Other factoids about GoldPickaxe.iOS include the following:

    • Initially leveraging Apple’s mobile application testing platform TestFlight, the threat actors behind the trojan had shifted to a more advanced approach — by not exploiting any system vulnerabilities. Instead, GoldFactory employs a multi-stage social engineering scheme to manipulate victims into granting all the necessary permissions, enabling the installation of malware.
    • Victims were persuaded to install a ‘Mobile Device Management profile’ granting the threat actor complete control over their devices. Such profiles offer a wide range of features such as remote wipe, device tracking, and application management, which the cybercriminals take advantage of to install malicious applications and gain the information they need.
    • GoldPickaxe does not directly steal money from within the victims’ phones. Instead, the trojan collects all the necessary information from the victim to create video deepfakes and autonomously accesses the victim’s banking application(s), where facial recognition is a common feature in Thailand’s financial apps. The trojan possesses the capability to prompt victims to scan their faces and submit ID photos. However, researchers have not observed any documented cases of cybercriminals utilizing this stolen data to gain unauthorized access to victims’ bank accounts in the wild.
    • This may imply that the cybercriminals are using their own (Android) devices to log into victims’ bank accounts. The Thai police has confirmed this assumption, stating that cybercriminals are installing banking applications on their own Android devices and using captured face scans to bypass facial recognition checks and carry out unauthorized activities.
    • An advanced variant of this malware — GoldDiggerPlus was detected in September 2023 to contain an embedded second trojan inside named GoldKefu (“kefu” means “customer service” in Chinese and this string appears in its codes recurrently).
    • In contrast with GoldDigger which relies on the Accessibility Service, GoldDiggerPlus and GoldKefu have used web fakes impersonating 10 Vietnamese banks to collect banking credentials. GoldKefu checks if the most recently opened application on the infected device belongs to the list of targeted banking apps: if a match is found, a fake overlay login page that mimics a legitimate application will be launched instead.
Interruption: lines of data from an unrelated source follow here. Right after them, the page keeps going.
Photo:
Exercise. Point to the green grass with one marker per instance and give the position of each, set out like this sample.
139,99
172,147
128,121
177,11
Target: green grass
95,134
GoldKefu also allows cybercriminals to send victims fake alerts and make phone calls to them in real time. When the victim clicks on the fake “contact customer service” button, GoldKefu checks if the current time falls within the working hours of the cybercriminals. If it does, the malware will try to find a free operator to call through. It is therefore surmised that GoldFactory engages operators proficient in Thai and Vietnamese or even possibly runs call centers operations.
    • There are similarities between this threat actor group’s malware with Gigabud — a disruptive banking trojan targeting Thailand, Vietnam and some countries in Latin America. However, there is not enough evidence to attribute the initial development of Gigabud to GoldFactory at this point.